BOSTON-Spectators flocked in the hundreds of thousands to Boston to watch one of the world's most prestigious marathons Monday for its 118th annual rendition. More than 35,000 athletes hailing from all 50 states and 76 foreign countries filled the streets and conquered the 26.2 mile course famous for its hilly landscape and streets lined with cheering fans.
But this was not just any Boston Marathon. One year ago, the race captured international attention after two bombs were detonated near the finish line, killing three people and injuring more than 260. Eyes remained on Boston in the following days as the suspects - brothers Dzhokhar and Tamerlan Tsarnaev - evaded arrest in a highly publicized police chase.
Tamerlan died in the climatic end of the chase, but Dzhokar remains in custody and faces more than 30 criminal charges. If he is convicted, he faces the death penalty.
One year later, the marathon was back in a big way.
"We're taking back our race today. We're taking back the finish line," race director Dave McGillivray said at the starting line.
Not only in strong numbers, he said, but touting emblems of strength. Banners and t-shirts read "Boston Strong;" the finish line was flanked by memorials and tributes for the victims and medical respondents and police.
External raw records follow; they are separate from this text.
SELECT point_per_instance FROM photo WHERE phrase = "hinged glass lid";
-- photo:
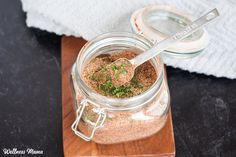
(160, 21)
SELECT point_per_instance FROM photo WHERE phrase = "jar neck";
(112, 42)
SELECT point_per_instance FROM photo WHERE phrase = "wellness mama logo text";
(15, 151)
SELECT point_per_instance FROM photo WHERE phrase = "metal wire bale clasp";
(79, 112)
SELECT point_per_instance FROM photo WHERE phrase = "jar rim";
(108, 102)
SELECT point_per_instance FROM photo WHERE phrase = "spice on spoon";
(101, 75)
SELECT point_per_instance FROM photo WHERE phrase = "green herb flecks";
(109, 89)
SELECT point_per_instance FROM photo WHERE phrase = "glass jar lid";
(157, 22)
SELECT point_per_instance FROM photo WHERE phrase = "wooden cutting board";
(160, 144)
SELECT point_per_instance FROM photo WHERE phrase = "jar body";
(120, 123)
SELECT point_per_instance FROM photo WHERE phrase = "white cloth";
(87, 19)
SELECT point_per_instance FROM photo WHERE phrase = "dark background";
(203, 107)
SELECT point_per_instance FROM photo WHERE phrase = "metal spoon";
(130, 65)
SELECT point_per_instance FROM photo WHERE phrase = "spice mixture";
(127, 125)
(95, 76)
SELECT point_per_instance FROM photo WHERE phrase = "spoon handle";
(164, 44)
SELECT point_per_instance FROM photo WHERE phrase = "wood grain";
(160, 144)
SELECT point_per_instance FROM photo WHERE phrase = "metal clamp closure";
(79, 112)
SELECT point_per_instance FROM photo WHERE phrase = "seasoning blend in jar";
(106, 113)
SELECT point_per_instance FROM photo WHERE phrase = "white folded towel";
(87, 19)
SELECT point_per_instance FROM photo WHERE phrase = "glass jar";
(109, 120)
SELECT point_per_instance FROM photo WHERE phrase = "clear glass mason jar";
(109, 120)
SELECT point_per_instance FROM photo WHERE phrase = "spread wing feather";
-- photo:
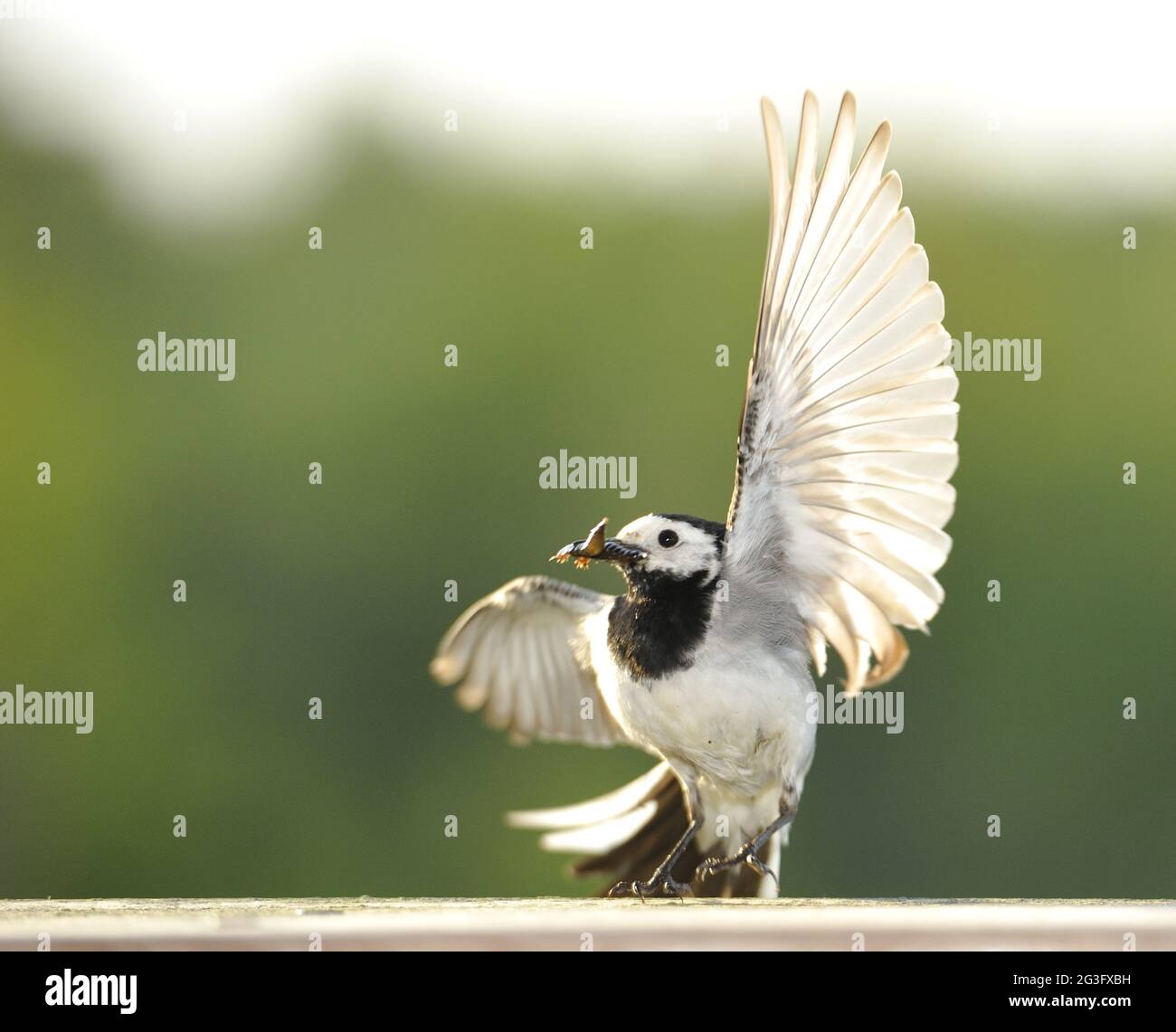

The winner of the 2014 marathon was - for the first time since 1985 - an American: Meb Keflezighi, 39, won the men's division with an official time of 2:08:37.
"It was my dream to win Boston and to make it just like the Red Sox did and do the same thing for the people," Keflezighi said at the press conference after the race.
For his first place finish, Keflezighi took home $150,000. The winner of the women's division - Catherine Nderebra of Kenya - was awarded the same amount. Ndrebra won the women's division last year as well and returned to Boston undeterred by last year's tragedy.
Several former champions returned to the storied course as well - including Joan Benoit Samuelson (1979, 1983), Gelindo Bordin (1990) and Connecticut-native Amby Burfoot (1968).
The defiant spirit was not the only evidence of last year's tragedy. The event had distinctively stricter security. Backpacks were banned, security checks and barricades protected the finish, and more than 3,500 police officers - some undercover, according to a City of Boston press release - patrolled all 26.2 miles of the course.
But the beefed up security didn't turn off spectators - estimates reached as high as 1 million, which is double the typical crowd, according to a report by the New York Times.